Internationalization & Localization (i18n/l10n)
Geode provides comprehensive internationalization (i18n) and localization (l10n) support for building global applications. From full Unicode support to locale-aware string operations, Geode enables you to build graph applications that serve users worldwide with proper language, cultural, and regional conventions.
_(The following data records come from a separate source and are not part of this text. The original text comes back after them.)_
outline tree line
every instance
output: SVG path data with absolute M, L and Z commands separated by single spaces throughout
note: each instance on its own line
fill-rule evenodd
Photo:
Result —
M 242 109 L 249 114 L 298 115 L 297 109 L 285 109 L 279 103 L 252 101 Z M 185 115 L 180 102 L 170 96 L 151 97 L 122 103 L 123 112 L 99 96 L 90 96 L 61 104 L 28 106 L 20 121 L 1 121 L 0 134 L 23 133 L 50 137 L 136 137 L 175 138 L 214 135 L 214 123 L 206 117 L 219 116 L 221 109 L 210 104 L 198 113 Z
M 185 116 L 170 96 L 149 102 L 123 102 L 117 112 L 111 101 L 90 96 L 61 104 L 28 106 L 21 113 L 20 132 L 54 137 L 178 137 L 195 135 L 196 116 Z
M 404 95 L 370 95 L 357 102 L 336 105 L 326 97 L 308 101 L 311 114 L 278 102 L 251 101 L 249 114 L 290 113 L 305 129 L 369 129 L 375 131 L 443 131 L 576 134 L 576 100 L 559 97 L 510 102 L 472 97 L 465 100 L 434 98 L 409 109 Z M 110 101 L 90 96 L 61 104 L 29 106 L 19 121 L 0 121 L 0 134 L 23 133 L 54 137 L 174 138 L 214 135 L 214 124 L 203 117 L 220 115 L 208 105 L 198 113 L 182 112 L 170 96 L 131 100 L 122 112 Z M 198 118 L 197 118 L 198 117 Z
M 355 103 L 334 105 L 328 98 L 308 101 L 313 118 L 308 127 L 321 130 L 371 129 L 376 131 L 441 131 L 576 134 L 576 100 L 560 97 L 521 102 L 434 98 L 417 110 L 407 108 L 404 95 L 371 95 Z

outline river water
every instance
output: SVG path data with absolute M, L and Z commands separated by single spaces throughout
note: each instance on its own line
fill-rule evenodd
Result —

Understanding i18n vs l10n
Internationalization (i18n)
The process of designing software to support multiple languages and regions without code changes:
- Unicode Support: Full UTF-8 encoding for all text data
- Locale Independence: Core functionality works regardless of locale
- Extensibility: Easy addition of new languages and regions
- Data Separation: Content separated from code
Localization (l10n)
The process of adapting software for specific languages and regions:
- Translation: User interface and messages in local language
- Cultural Adaptation: Date, time, number, and currency formats
- Regional Compliance: Legal and regulatory requirements
- Local Conventions: Sorting, collation, and comparison rules
Unicode Support
UTF-8 Encoding
Geode uses UTF-8 encoding throughout:
String Storage:
-- Store text in any language
CREATE (:Document {
title_en: 'Hello World',
title_zh: '你好世界',
title_ar: 'مرحبا بالعالم',
title_ru: 'Привет мир',
title_ja: 'こんにちは世界',
title_hi: 'नमस्ते दुनिया',
title_emoji: '👋🌍'
});
Query with Unicode:
-- Search in multiple scripts
MATCH (d:Document)
WHERE d.title_zh CONTAINS '世界'
OR d.title_ar CONTAINS 'العالم'
OR d.title_emoji CONTAINS '🌍'
RETURN d;
Unicode Normalization
Geode supports Unicode normalization for consistent string comparison:
Normalization Forms:
- NFC (Canonical Composition): Preferred for most text
- NFD (Canonical Decomposition): Separates combined characters
- NFKC (Compatibility Composition): For compatibility
- NFKD (Compatibility Decomposition): Full decomposition
Example:
-- Create property with combining characters
CREATE (:Text {
nfc: 'café', -- NFC form (é as single character)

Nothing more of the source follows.